The museum built inside the burial chamber known as the Great tumulus contains some of the most spectacular gold objects found in ancient Greece, including gold caskets in which the bones of Philip ll and Alexander were buried.
Inside the domed roof of the museum you get a real sense of the scale and feel of the tumulus with passageway’s leading to the tombs. The marbled door temples are closed but you can walk down a passageway to the entrance. Outside is a model of the chamber with descriptions of what was found inside, items such as paintings, tools, weapons, a full set of armour, jewellery, eating utensils, dishes, wine jugs etc., all the things that would be needed in their next life. The youngest wife or concubine also willingly went to their death and was buried with him so as to join the King in his next life.
Alexander was the son of King Phillip ll, and both were born and raised in the village of Pella and it was from the royal palace there that in 338 BC Phillip ll left to conquer Greece.
After King Philip died from battle injuries some years later, Alexander at the age of 20 years became king, and marched all the way to India, conquering everything in his path, fulfilling his father Philip’s plans to defeat the Persians in Asia, and creating the largest empire the ancient world had ever seen. An empire that extended to India in the east and Egypt in the south.
He died in Babylon under mysterious circumstances at the young age of 33 years, and his body returned to the royal tombs Vergina to be buried next to his father.
Alexander was undefeated in battle and is considered one of history’s most successful military leaders.
This is honestly one of the best museums we have seen in a long time.
Our next stop is Pella, where from my bedroom window I look at the ruins of what was the largest agora in the ancient world, where Alexander lived, and was tutored by the great philosopher, Aristotle.

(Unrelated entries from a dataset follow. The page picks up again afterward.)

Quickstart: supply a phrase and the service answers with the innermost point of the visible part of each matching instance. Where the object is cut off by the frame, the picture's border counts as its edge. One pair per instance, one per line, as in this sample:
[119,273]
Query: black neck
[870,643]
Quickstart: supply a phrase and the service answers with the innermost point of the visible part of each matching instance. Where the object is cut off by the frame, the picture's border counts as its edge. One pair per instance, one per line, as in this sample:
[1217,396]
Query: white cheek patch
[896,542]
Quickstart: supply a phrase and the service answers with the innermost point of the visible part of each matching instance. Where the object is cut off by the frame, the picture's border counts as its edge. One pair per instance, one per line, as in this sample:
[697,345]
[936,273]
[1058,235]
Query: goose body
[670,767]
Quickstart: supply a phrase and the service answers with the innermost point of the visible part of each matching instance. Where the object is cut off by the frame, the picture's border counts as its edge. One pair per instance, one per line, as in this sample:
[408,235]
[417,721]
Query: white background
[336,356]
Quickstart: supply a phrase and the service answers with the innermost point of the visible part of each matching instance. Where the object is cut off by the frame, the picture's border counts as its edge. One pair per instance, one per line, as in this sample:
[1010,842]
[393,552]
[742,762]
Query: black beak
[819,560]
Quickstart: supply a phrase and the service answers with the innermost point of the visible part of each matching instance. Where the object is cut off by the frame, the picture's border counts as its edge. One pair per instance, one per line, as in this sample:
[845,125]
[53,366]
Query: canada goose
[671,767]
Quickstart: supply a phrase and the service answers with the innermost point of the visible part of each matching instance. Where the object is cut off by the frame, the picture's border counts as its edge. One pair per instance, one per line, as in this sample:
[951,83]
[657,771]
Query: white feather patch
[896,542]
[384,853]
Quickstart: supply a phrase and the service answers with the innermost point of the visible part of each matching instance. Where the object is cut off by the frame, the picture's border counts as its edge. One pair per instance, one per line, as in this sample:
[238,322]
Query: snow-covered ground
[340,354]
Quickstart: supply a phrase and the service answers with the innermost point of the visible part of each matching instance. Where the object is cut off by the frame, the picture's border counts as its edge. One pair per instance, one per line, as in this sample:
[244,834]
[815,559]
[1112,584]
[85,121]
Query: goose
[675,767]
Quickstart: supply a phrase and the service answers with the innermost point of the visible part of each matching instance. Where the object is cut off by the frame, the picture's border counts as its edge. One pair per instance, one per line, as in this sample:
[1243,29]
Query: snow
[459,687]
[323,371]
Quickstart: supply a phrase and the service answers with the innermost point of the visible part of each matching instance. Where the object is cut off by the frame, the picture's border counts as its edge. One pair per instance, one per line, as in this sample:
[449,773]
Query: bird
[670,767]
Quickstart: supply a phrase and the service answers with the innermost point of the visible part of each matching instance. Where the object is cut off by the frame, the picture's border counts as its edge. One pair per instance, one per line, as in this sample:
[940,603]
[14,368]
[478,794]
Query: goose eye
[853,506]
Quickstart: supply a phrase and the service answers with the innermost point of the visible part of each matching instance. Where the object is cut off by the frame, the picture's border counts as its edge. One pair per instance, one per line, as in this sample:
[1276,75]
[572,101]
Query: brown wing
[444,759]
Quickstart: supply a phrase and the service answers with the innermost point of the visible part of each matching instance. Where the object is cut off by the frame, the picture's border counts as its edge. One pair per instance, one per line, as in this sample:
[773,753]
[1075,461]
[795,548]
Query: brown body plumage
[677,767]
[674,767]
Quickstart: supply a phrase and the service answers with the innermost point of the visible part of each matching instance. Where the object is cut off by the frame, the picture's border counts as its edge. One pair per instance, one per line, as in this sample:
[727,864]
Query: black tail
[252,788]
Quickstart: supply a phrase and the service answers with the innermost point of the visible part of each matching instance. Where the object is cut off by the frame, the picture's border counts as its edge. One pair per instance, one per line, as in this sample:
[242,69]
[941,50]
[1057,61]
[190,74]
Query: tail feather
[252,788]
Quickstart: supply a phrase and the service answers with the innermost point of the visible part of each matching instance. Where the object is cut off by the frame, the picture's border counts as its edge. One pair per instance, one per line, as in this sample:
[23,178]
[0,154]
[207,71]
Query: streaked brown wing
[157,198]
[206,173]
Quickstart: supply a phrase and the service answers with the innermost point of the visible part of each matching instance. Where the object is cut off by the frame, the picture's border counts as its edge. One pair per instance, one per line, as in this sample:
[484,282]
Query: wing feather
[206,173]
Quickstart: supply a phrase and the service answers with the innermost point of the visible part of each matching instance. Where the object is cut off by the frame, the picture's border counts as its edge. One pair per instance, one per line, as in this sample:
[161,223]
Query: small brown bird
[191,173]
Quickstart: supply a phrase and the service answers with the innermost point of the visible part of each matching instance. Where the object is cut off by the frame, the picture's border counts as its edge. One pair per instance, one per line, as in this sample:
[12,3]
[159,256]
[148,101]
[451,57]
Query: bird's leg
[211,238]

In Alexanders days the landscape was very different from now. Then the palace overlooked both the plain and the channel which bought supplies from around Europe into it’s bustling harbour, and from where their ships sailed off to conquer new lands. Now the waters have sadly dried up, and the hill overlooks the peaceful and still fertile fields growing canola, wheat and other crops.
Vergina and Pella will outlive us all. Over two and half thousand years of war, invasion and savage attacks are etched into the ruins, burial mounds and tombs here. And still they remain, partly due to the fantastic excavation works and archaeological digs of the passionate people that thankfully come to work here.